FIG. 5 is a diagram for explaining an operation when the operating frequency is set to 通常 of the normal frequency in addition to the conventional method shown in FIG. 4;

FIG. 6 is a diagram illustrating the operation of the processor according to the first embodiment of the present invention.

FIG. 7 is a diagram illustrating the operation of the processor according to the first embodiment of the present invention.

FIG. 8 is a diagram illustrating the operation of the processor according to the first embodiment of the present invention.

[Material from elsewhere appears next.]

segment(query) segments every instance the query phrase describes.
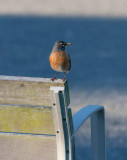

FIG. 9 is a diagram illustrating the operation of the processor according to the first embodiment of the present invention.

[Explanation of symbols]

 Reference Signs List 11 Processor 13 Interrupt generator 14 Clock generator 15 AND circuit 21 Execution time timer counter 23 Execution target register 27 Subtractor 28 LP mode counter 31 Power consumption control block circuit

Claims (4)

[Claims] 1. A processor for executing a program, a storage device for setting an execution target value for each program,
A counter for measuring the execution time of the program; and a means for stopping the supply of the clock of the processor until the execution time of the program is less than the execution target value. A low power consumption processor characterized in that execution time and power consumption of each program are controlled by rewriting a storage device for setting an execution target value. 2. A processor for executing a program, a plurality of timer counter devices capable of resetting and counting enable from the processor for measuring the execution time of the program, and a plurality of storage devices for storing a target value of the execution time for each program. An arithmetic unit for comparing an execution target value and an execution time, a weight counter device for storing an operation result,
A control device for controlling clock supply to a processor based on an output signal of the wait counter device,
A low-power processor comprising: 3. A means for resetting the timer counter for measuring the execution time at a desired position of the program according to an instruction of the processor and enabling the counter, and at a desired position of the program according to the instruction of the program. Means for calculating a difference between an execution target time and an execution time by the arithmetic unit, and storing the value in the wait counter device; and, when the value of the wait counter device is 1 or more, the wait counter device is clocked. Means for decrementing in synchronization with
3. The low power consumption processor according to claim 2, further comprising control means for stopping clock supply to the processor in the above case. 4. A processor for executing a program, a plurality of storage devices for storing a target value of the execution time of the program, and a means connected to the target value of the execution time and for pushing the target value of the execution time from the processor. A counter stack device; and means for controlling clock supply to a processor from a status output signal from the counter stack. The counter stack device has a counting function for simultaneously operating counters of each level, and has a lower level. When the counter value reaches the execution target time, the counter has a function of setting the upper level counter to a value indicating that the execution target time has been reached. Output a status signal when the time has expired. Sessa.